In these politically correct times, students at the nation’s colleges need to maintain a constant state of vigilance if they are to avoid incurring the wrath of the gods of present-day academe. Take the hapless souls who matriculate at Washington State University and dare to utter one of the terms “male,” “female,” or “illegal alien.” They risk losing one point off their grade average for each usage in one course, while another professor will flunk them outright for their sins. There is one members of the who will even impose a penalty on white students who fail to “defer” to “people of color.”
Campus Reform has the particulars: “According to the syllabus for Selena Lester Breikss’ ‘Women & Popular Culture’ class, students risk a failing grade if they use any common descriptors that Breikss considers ‘oppressive and hateful language.’
“The punishment for repeatedly using the banned words, Breikss warns, includes ‘but [is] not limited to removal from the class without attendance or participation points, failure of the assignment, and— in extreme cases— failure for the semester.’
“Much like in Selena Breikss’s classroom, students taking Professor Rebecca Fowler’s ‘Introduction to Comparative Ethnic Studies’ course will see their grades suffer if they use the term ‘illegal alien’ in their assigned writing.
“According to her syllabus, students will lose one point every time they use the words ‘illegal alien’ or ‘illegals’ rather than the preferred terms of ‘undocumented migrants/immigrants/persons.’ Throughout the course, Fowler says, students will ‘come to recognize how white privilege functions in everyday social structures and institutions.'”

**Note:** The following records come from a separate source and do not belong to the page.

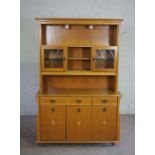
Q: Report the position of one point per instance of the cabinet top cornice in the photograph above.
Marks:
(79, 21)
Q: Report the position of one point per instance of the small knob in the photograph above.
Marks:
(104, 101)
(52, 109)
(78, 101)
(104, 122)
(52, 122)
(104, 109)
(78, 110)
(52, 101)
(78, 123)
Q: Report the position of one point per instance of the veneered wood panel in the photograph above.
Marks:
(104, 122)
(78, 123)
(79, 82)
(52, 122)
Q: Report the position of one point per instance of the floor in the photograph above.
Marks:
(125, 147)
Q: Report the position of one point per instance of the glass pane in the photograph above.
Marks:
(53, 58)
(104, 59)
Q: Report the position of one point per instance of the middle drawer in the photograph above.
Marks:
(66, 100)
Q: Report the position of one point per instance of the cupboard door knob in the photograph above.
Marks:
(53, 109)
(104, 101)
(78, 101)
(78, 110)
(93, 59)
(53, 122)
(78, 123)
(104, 122)
(104, 109)
(52, 101)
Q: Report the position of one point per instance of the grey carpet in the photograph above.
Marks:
(125, 147)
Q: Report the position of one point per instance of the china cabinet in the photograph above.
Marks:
(78, 100)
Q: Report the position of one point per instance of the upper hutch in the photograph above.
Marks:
(78, 100)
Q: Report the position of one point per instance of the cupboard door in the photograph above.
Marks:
(52, 122)
(104, 123)
(53, 58)
(104, 59)
(78, 123)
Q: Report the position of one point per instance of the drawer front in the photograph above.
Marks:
(104, 100)
(78, 123)
(66, 100)
(54, 100)
(80, 101)
(104, 122)
(52, 122)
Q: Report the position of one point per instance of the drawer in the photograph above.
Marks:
(104, 100)
(54, 100)
(66, 100)
(80, 101)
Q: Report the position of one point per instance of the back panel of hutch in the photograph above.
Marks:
(78, 100)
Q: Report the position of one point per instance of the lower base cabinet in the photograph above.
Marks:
(94, 122)
(104, 123)
(78, 123)
(52, 122)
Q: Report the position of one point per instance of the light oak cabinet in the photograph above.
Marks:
(104, 122)
(52, 122)
(78, 100)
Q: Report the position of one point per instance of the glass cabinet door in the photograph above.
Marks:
(53, 59)
(104, 59)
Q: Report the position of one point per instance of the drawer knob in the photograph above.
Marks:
(53, 122)
(52, 109)
(78, 110)
(104, 122)
(78, 123)
(78, 101)
(52, 101)
(104, 101)
(104, 109)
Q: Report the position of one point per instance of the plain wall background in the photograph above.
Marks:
(30, 9)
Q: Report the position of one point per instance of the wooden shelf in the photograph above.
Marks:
(81, 73)
(78, 92)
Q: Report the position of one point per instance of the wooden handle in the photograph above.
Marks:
(104, 101)
(52, 109)
(52, 101)
(104, 109)
(78, 110)
(78, 101)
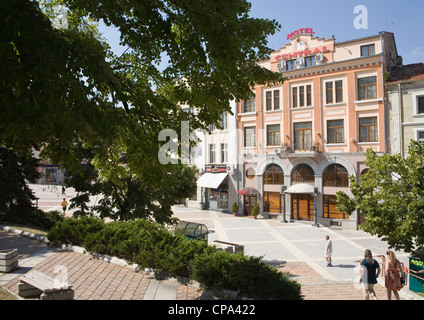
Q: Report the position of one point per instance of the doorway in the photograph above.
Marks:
(302, 206)
(249, 202)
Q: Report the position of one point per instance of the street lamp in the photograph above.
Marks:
(283, 192)
(315, 194)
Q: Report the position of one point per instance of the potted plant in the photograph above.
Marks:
(234, 209)
(255, 210)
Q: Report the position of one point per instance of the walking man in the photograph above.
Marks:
(328, 251)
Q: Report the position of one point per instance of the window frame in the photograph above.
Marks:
(334, 128)
(367, 88)
(303, 130)
(368, 126)
(367, 47)
(252, 137)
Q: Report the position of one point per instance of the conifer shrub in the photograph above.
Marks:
(249, 275)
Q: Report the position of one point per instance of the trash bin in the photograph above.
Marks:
(416, 280)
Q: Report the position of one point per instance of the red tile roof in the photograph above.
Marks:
(408, 72)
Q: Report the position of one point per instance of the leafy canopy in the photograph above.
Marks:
(390, 196)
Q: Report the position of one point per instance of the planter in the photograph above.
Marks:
(8, 260)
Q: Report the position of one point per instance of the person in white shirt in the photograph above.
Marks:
(328, 251)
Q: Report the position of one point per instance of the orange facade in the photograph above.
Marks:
(329, 110)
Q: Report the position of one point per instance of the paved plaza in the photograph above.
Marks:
(295, 248)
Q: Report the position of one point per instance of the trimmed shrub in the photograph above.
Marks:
(75, 230)
(248, 275)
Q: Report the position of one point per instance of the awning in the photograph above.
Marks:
(248, 190)
(211, 180)
(301, 188)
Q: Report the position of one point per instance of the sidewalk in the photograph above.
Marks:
(294, 248)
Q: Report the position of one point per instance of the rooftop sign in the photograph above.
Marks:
(300, 31)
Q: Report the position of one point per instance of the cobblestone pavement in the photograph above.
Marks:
(294, 248)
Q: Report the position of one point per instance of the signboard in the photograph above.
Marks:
(300, 31)
(216, 168)
(301, 53)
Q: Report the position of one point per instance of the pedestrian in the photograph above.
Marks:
(394, 275)
(328, 251)
(64, 204)
(370, 270)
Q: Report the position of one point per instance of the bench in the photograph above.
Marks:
(237, 248)
(36, 283)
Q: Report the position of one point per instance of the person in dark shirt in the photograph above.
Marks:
(370, 270)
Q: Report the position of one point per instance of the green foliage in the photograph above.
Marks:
(75, 230)
(390, 196)
(256, 209)
(249, 275)
(15, 196)
(153, 246)
(234, 208)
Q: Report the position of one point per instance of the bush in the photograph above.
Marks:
(248, 275)
(147, 244)
(35, 218)
(75, 230)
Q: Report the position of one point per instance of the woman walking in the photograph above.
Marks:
(369, 273)
(394, 273)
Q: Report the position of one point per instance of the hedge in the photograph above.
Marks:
(152, 246)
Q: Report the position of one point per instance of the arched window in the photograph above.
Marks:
(303, 173)
(274, 175)
(335, 175)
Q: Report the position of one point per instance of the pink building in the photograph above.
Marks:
(299, 141)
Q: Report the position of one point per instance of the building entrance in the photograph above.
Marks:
(302, 206)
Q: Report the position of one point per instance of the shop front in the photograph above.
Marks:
(214, 184)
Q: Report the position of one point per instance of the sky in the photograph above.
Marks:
(336, 17)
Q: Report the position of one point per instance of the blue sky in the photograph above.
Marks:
(335, 17)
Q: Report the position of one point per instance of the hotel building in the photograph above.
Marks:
(299, 141)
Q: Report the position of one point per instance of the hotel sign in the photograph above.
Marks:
(301, 53)
(300, 31)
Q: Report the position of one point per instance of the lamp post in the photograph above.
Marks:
(283, 192)
(315, 194)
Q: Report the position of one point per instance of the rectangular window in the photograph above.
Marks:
(367, 51)
(250, 137)
(302, 96)
(420, 104)
(212, 158)
(269, 100)
(303, 136)
(367, 88)
(276, 99)
(309, 95)
(295, 97)
(250, 105)
(339, 91)
(224, 153)
(335, 130)
(310, 61)
(329, 92)
(368, 129)
(330, 210)
(291, 65)
(273, 135)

Give Fowler credit, if grudgingly. At least she is not perpetuating the myth that all people who sneak across our borders are gainfully employed — a state of affairs suggested by the even more ludicrous euphemism “undocumented worker.”
Several other WSU professors require their students to “acknowledge that racism, classism, sexism, heterosexism, and other institutionalized forms of oppression exist” or that “we do not live in a post-racial world.”
A point of irony raised by the Campus Reform author is a caveat in the syllabus of one course to the effect that “the subject material of this class is sensitive and controversial. Strive to keep an open mind.” It seems fair to say the faculty at Washington State University wouldn’t know an open mind if it fell on them.